Nicknamed the Green Mountain State for obvious reasons, Vermont is also a state of mind. Dotted with fields, woods, trails, and ponds, much of Vermont is catnip for lovers of the outdoors who seek a relaxed pace of life that follows the rhythm of the seasons.
“My stress level [there] instantly goes from high to low,” says one owner of a second home in the pastoral town of Pomfret. With a primary residence on the North Shore, the avid cyclist and skier heads to Vermont whenever he can, often with his wife and two school-age children. Before building his house here, family ties and decades of happy memories were incentives for the two-hour-plus road trip. Now, there’s more: a place of his own.
It all started with the purchase of an antique barn frame and visions of a modest house, perhaps within that frame itself. A rather seismic shift in the homeowner’s mindset recast that plan. “I reached a point where I wanted to build something that my wife and I could eventually move into,” he says. “My new focus was on the quality of life long-term.”
The homeowner reached out to architect Tobin Shulman, principal at SV Design, for a scheme that would incorporate the barn frame as part of the homestead but not be the primary building. Wild Apple Homes signed on to oversee the construction.
The secluded property on a dirt road consists of nearly 20 acres, but the options for a buildable location were limited due to a substantial slope and dense trees. Once the house and barn were properly sited to take advantage of the views and work effectively with the topography, the architecture program developed organically.
“The intention of the design was to build a classic New England connected farm home,” says Shulman, referring to a style dating back to the 1600s that consisted of numerous farm buildings all connected in a rambling fashion. “In this case, the barn was based on the historic post-and-beam frame relocated here and then we built a stylistically pure Greek Revival main house to complement it.”
While the four-bedroom main house is where the family sleeps, and the barn serves as a garage, it is the structure in between the two where most of the day-to-day family activity takes place. Anchored by a massive stone fireplace beneath a 16-foot scissor-trussed ceiling, the open-concept connector houses the kitchen, living, and dining areas as well as a heavily trafficked mudroom.
“I wanted a big open space that could be utilized well,” says the homeowner. “It’s a good way for people to congregate.” Put differently, it accommodates a contemporary lifestyle in an unfussy way.
“One of the family’s requirements for the interior finishes was that nothing feels too dainty,” shares SV Design senior project manager Katy Finkenzeller. “Because it’s a vacation home, the focus was on the communal spaces. The rustic nature of the barn was brought into the connector part of the house.
“Using salvaged wood as a finish material wherever it made sense became a go-to answer for the owners,” continues Finkenzeller. In the kitchen, the ceiling, the floor and an island are all made of old reclaimed boards that offer a variety of contrasting textures to the rugged aesthetic. Soapstone countertops have a complementary unpolished look, plus this green-building material is nonporous (no worries about staining), very durable and has high heat resistance.

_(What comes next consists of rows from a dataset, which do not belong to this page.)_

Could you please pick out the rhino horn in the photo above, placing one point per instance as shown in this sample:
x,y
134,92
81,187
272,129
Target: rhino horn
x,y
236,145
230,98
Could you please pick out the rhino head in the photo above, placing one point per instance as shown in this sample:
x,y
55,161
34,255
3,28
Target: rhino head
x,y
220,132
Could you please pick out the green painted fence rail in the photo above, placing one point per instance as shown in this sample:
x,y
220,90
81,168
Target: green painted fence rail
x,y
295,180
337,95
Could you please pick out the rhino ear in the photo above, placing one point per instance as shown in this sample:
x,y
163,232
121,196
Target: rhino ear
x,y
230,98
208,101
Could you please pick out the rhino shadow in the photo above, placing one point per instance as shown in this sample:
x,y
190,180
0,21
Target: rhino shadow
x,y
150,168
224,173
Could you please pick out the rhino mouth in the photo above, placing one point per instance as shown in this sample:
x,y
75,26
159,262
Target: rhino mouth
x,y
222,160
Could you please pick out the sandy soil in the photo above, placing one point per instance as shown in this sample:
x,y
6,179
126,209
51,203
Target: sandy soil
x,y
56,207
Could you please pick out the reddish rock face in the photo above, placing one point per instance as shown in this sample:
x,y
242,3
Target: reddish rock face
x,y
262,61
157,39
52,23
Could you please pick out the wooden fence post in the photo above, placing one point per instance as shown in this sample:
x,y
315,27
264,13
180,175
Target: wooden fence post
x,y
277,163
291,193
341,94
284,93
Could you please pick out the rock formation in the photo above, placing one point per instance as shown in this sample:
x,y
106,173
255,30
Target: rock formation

“The whole kitchen was really about keeping it simple, usable,” notes Finkenzeller. “It’s not meant to be a party kitchen.” Thus, there was no reason to hide appliances with panels nor install a massive island for people to sit around. Instead, there’s a long and narrow table that encourages conviviality where the family settles for meals and to catch up with one another.
On the exterior, too, the board-and-batten connector with a metal roof is stylistically different from the main house and the barn. This was intentional, says Shulman, “in order to make it look like each piece of the home was built at a different time, not all at once.”
The windows change from white six-over-six in the main house to bronze six-over-one in the connector, where a slightly different treatment of the window trim situates it literally and stylistically between the very traditional main house and the very rustic barn. “Historically, this would have been an indication that the connector piece was built later, when larger pieces of glass became available,” notes Finkenzeller.
As great as his passion is for the house, the homeowner shares another perspective: “Take the house out of the equation, and it’s Vermont—the peace and quiet and tranquility—that I love.” SV Design took this emotion and matched it with architectural integrity, delivering a home that’s respectful of the environment, suited to a lifestyle and sure to acquire a patina of fond memories in years to come.